CENTRAL BANK SUPPLEMENTAL RETIREMENT AGREEMENT 2008 RESTATEMENT

EX-10.19 3 exhibit101910k2016.htm EXHIBIT 10.19 Exhibit
Exhibit 10.19

CENTRAL BANK
SUPPLEMENTAL RETIREMENT AGREEMENT
2008 RESTATEMENT
This Agreement is made effective the 30 day of December, 2008, by and between CENTRAL BANK ("Bank"), a corporation organized under the laws of the State of Minnesota (the "Bank") and Kurt Weise, a resident of the State of Minnesota (the "Employee").
RECITALS
A.Effective January 1, 1997, the Employee and the Bank entered into a non-qualified deferred compensation plan (the "1997 Plan").
B.The Employee and the Bank agree to amend in its entirety (restated) the 1997 Plan to comply with recent law changes including Internal Revenue Code Section 409A.

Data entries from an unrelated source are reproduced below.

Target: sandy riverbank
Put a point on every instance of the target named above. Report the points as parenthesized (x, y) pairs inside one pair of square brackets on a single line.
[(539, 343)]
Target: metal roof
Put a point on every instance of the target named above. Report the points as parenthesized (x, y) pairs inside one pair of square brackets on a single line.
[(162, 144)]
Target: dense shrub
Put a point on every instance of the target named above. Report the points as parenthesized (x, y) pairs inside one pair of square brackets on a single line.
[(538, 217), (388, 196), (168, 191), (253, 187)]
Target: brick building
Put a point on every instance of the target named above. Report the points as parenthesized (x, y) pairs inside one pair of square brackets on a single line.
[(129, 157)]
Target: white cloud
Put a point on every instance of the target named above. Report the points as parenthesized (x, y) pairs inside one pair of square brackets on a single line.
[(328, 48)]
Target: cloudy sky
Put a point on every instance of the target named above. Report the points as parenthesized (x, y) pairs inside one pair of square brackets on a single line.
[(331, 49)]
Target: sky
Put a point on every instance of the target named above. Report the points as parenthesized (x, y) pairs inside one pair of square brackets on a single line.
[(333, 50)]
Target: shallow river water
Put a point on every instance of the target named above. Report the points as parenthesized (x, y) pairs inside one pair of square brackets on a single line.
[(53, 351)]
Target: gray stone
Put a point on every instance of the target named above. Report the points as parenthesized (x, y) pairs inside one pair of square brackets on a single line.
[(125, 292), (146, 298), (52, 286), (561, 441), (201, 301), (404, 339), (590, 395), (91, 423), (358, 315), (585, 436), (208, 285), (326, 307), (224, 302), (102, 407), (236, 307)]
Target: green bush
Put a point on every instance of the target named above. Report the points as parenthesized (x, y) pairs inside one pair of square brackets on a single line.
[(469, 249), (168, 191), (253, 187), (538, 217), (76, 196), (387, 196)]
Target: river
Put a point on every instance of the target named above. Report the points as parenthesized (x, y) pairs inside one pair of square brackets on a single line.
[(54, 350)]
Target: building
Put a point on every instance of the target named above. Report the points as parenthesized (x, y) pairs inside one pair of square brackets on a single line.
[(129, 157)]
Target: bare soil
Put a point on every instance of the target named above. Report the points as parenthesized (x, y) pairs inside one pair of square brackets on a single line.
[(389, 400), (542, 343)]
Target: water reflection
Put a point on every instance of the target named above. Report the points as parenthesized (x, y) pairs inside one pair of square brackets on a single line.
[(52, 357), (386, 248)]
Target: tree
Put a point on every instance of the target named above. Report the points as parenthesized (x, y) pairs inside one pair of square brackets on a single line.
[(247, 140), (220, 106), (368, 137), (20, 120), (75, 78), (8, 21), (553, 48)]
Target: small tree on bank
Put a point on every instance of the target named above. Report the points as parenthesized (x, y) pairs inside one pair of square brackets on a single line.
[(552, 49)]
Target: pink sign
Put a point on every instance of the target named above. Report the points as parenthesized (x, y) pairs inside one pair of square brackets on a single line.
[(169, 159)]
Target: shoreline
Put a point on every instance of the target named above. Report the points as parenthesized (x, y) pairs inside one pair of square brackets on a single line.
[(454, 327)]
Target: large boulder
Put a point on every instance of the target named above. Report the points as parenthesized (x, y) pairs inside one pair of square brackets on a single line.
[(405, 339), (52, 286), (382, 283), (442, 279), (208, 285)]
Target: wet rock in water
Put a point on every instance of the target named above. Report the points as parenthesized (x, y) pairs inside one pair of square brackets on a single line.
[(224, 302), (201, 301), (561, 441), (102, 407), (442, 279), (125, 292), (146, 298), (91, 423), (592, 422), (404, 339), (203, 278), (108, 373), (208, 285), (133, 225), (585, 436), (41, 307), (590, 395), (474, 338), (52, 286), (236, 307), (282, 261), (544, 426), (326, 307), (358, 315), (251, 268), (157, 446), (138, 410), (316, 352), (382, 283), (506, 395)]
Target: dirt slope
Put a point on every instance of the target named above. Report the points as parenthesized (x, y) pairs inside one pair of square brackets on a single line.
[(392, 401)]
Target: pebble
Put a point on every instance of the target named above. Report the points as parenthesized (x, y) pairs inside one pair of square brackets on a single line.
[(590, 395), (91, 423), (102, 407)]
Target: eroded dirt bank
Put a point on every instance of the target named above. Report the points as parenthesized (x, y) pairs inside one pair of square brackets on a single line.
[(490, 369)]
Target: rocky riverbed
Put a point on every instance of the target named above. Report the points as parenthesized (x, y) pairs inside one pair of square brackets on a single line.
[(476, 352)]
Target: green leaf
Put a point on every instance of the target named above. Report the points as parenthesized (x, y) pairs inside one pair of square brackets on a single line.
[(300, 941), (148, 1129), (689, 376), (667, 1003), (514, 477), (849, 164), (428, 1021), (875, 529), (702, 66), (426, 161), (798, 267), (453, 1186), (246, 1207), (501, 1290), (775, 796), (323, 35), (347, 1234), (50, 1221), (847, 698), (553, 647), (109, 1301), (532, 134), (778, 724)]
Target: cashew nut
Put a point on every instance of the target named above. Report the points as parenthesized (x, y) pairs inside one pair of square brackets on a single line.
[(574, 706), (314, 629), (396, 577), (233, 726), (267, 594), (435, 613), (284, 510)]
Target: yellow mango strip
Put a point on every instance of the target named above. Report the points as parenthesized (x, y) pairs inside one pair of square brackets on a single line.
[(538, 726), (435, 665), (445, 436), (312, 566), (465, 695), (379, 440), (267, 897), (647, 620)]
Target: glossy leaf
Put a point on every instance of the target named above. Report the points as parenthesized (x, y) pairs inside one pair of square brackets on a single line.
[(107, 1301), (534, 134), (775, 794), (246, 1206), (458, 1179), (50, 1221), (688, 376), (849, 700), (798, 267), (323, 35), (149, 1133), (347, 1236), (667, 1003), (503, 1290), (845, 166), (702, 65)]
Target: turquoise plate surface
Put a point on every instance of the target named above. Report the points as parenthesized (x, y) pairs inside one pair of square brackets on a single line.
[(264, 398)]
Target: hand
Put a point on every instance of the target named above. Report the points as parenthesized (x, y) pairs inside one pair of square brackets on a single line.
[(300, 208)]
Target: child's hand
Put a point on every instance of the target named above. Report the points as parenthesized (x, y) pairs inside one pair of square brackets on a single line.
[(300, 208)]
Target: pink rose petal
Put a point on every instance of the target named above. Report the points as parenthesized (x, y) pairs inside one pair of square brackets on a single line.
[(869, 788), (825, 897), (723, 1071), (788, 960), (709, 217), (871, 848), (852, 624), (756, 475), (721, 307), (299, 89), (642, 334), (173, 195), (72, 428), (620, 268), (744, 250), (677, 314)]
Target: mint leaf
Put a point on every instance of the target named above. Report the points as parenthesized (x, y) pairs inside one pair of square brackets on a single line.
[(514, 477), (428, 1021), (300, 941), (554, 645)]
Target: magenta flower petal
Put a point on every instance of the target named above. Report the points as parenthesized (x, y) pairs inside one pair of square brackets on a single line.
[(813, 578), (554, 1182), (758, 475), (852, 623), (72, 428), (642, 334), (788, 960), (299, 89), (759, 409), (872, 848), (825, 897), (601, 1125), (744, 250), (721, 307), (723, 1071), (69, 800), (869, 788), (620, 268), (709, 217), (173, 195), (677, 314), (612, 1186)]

As a result and in consideration for the agreements contained herein, the parties hereto agree to amend in its entirety the 1997 Plan, effective January 1, 2005 (this restatement hereafter referred to as the “Plan”) as follows:
1.(a)     On January 1, 1997 and each succeeding year following January 1, 1997 that Employee is employed with Bank, the Bank shall accrue a book entry in the Deferred Compensation Account ("DCA") for Employee based on Annual Benefit Accrual column on Schedule A attached hereto and incorporated by this reference.
(b)For years the Employee is employed by the Bank the DCA balance will be increased per Schedule A. For the years following the Employee’s termination of employment, the DCA balance will be compounded annually at a rate equal to the Three Year U.S. Treasury Constant Maturity Yield for each respective year there is a DCA balance.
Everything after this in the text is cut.